The budget allocation for Horn River in 2010 will be about $350 million and commercial development is also scheduled for next year, but Chief Executive Officer Randy Eresman said construction capital is earmarked more for 2011.

Other plans

Other Horn River plans and reports unveiled this month include:

• Quicksilver Resources said it plans to invest $50 million in the basin next year, including infrastructure costs and two wells.

Discussions have also taken place in recent months with possible joint-venture partners.

“We’re not in a big hurry,” said Chief Executive Officer Glen Darden. “The more we learn about Horn River, the more we like it. Obviously, a lot of activity is happening around us, which makes us even prouder of our position.

“If we can get the right structure and the right price, we’d be willing to do something (on the joint-venture front), but at this point there’s no big hurry.”

Quicksilver has 127,000 net acres in Horn River, “surrounded by significant production from other producers,” Darden said.

It has to drill eight wells over the next three years to convert exploratory licenses to leases and then has 10 to 12 years to develop the entire acreage.

Transportation agreements are in place to ramp up volumes over the next five years, Darden said.

He said Horn River could be “several times larger than our current reserve base. We can grow production organically at 20 percent over the next several years and stay well within cash flows. We will keep pushing.”

• TAQA North, the subsidiary of state-owned Abu Dhabi National Energy Co., said it will drill three exploration shale wells this winter on its newly acquired Horn River holdings.

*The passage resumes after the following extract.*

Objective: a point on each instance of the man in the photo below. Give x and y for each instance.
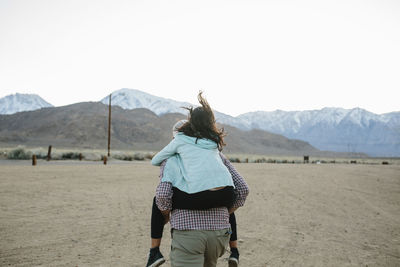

The company invested C$63.3 million earlier this year to secure 32,000 acres on two blocks north of Fort Nelson.

Carl Sheldon, recently appointed general manager, said Horn River is one of many global organic growth prospects for the parent company as it concentrates more on exploration than mergers and acquisitions.

“We will continue to look to acquisitions to enhance our portfolio where that makes sense, (but) tight cost control remains the focus of our leadership,” he said.

• EOG Resources said it expects to drill 12 wells in Horn River this winter, having completed seven wells last winter in a program focused on improving operations and completion techniques along with determining optimum spacing between wells, Chief Executive Officer Mark Papa said.

He said three wells in one pattern tested at 17.2 million to 23.4 million cubic feet per day, while four wells in the second pattern tested at rates of 16 million to 18 million cubic feet per day. EOG will now produce the wells this winter to evaluate the ability of each pattern to achieve the desired result.

“We believe the three high-rate wells are among the best in the play, topping our 16 million cubic feet per day well completed last year,” Papa said.

He said EOG was also able to reduce its drilling days by 42 percent and well costs by 35 percent over 2008 results.

Horn River is the underpinning of EOG’s memorandum of understanding to supply 200 million cubic feet per day of gas to Kitimat LNG for its proposed LNG export terminal at Kitimat, on the northern British Columbia coast.

Papa said that each year between 2010 and 2013, EOG plans a slow ramp up of production with the aim of reaching 200 million cubic feet per day by the planned terminal startup date.

He said EOG’s strategy for Horn River involves “slowly increasing our activity and really not just get in a big hurry on this asset, similar to what we are talking about in the Marcellus shale (in Pennsylvania) … particularly in a gas market that is uncertain for us right now.”